Fifty, leader du eDoing, permet de réduire cet intention-action gap dans des contextes de formation ou de transformation en entreprise. Grâce à différents types de nudges associés à des micro-actions personnalisées et son algorithme apprenant, Fifty aide les collaborateurs à agir réellement en situation de travail.

Références

Fogg, B. J. (2019). Tiny habits: The small changes that change everything. Eamon Dolan Books.  

Simons, D. J., & Chabris, C. F. (1999). Gorillas in our midst: Sustained inattentional blindness for dynamic events. Perception, 28(9), 1059-1074.
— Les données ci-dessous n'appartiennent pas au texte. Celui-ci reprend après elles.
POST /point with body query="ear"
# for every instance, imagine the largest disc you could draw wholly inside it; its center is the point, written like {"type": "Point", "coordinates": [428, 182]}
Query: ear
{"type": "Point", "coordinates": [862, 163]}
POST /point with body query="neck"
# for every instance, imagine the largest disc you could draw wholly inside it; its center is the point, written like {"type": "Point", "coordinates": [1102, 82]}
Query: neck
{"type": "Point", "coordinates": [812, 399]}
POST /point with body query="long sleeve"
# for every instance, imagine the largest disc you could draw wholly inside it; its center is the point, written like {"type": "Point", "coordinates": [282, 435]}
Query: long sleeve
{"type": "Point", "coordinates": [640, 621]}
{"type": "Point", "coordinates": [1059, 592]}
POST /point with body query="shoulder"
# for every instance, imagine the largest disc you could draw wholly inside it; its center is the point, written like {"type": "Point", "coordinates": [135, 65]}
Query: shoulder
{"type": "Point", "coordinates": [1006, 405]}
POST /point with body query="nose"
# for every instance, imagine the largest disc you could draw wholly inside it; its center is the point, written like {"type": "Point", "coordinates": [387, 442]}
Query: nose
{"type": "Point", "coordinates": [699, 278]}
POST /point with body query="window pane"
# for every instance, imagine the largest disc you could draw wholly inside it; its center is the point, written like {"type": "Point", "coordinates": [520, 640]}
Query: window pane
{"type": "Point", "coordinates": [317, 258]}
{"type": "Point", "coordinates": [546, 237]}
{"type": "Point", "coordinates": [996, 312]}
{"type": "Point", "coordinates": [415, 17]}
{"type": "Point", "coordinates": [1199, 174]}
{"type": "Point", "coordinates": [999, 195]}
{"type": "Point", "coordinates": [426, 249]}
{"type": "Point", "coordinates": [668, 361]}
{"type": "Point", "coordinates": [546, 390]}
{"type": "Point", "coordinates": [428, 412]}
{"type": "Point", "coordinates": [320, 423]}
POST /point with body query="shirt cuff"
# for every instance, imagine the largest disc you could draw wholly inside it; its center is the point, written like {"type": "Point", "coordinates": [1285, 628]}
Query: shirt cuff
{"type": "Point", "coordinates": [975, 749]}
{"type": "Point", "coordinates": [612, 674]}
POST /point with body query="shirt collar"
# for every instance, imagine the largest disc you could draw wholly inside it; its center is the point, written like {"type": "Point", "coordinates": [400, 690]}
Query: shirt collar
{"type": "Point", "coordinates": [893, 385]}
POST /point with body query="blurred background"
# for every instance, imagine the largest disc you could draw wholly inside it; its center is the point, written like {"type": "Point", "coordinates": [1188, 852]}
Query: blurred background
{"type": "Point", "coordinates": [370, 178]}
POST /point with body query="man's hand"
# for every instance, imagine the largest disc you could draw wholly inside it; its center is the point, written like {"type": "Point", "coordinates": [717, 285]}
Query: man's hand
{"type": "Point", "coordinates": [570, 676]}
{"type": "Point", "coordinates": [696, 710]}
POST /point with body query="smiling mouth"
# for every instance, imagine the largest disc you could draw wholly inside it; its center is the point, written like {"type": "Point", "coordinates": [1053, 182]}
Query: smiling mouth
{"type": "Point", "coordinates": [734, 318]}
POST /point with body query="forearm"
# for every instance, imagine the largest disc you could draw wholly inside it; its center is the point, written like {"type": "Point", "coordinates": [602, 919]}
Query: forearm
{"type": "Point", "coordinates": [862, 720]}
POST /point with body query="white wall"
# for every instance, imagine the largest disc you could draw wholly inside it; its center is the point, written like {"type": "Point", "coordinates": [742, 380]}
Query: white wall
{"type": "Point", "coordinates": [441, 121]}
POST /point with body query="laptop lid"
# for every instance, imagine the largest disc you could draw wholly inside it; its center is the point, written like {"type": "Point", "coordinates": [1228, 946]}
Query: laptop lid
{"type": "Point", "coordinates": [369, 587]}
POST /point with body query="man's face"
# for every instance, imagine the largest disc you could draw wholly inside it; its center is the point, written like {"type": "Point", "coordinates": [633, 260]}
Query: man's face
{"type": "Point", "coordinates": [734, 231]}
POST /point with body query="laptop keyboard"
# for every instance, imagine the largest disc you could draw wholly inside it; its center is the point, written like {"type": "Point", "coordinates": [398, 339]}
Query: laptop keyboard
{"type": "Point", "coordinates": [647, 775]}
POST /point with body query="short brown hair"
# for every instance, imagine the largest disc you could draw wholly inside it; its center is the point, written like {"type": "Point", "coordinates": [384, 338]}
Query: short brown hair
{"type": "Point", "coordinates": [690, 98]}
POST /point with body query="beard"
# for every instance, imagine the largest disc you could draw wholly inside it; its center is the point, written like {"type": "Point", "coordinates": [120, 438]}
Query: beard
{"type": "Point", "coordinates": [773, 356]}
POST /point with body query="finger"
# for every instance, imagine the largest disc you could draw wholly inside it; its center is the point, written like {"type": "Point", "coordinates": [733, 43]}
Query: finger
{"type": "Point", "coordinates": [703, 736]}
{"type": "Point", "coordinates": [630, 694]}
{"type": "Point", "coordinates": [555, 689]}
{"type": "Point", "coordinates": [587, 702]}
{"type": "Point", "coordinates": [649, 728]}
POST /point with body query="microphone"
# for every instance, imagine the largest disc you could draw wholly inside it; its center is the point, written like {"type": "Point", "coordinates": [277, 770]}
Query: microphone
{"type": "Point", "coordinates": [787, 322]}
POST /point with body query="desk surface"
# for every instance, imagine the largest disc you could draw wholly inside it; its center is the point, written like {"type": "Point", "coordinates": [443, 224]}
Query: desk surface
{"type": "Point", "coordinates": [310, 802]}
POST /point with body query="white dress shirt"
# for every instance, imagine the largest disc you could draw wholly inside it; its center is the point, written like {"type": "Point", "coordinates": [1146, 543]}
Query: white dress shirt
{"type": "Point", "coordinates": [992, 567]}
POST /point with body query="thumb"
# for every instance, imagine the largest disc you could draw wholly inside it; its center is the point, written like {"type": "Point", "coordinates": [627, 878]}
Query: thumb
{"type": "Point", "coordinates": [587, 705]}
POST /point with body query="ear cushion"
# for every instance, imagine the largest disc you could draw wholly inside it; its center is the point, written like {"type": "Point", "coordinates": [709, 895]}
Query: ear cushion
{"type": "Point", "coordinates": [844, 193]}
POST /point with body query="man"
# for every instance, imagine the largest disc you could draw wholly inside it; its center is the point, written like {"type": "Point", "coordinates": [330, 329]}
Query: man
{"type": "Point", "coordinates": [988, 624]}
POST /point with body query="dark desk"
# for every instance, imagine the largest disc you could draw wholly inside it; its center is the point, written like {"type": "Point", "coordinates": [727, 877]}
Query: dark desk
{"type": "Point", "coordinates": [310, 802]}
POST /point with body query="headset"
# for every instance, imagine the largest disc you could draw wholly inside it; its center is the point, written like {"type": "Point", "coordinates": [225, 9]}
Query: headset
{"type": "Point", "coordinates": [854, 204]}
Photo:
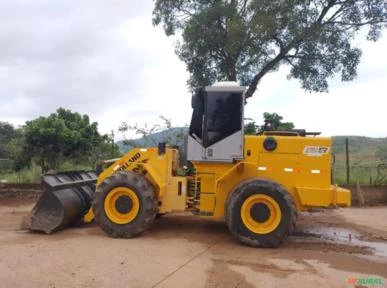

Thaler, R. H., & Sunstein, C. R. Nudge: Improving decisions about health, wealth, and happiness

Vogel, T. A., Savelson, Z. M., Otto, A. R., & Roy, M. (2020). Forced choices reveal a trade-off between cognitive effort and physical pain. Elife, 9, e59410.

-----

*La tâche n-back est une tâche de reconnaissance où les participants indiquent si un élément présenté dans un liste a liste est similaire à un élément présenté n position avant. En fonction de l’ampleur du N, l’exercice est plus ou moins difficile. Dans l’étude présentée, la difficulté de la tâche varie entre N=0 et N=4.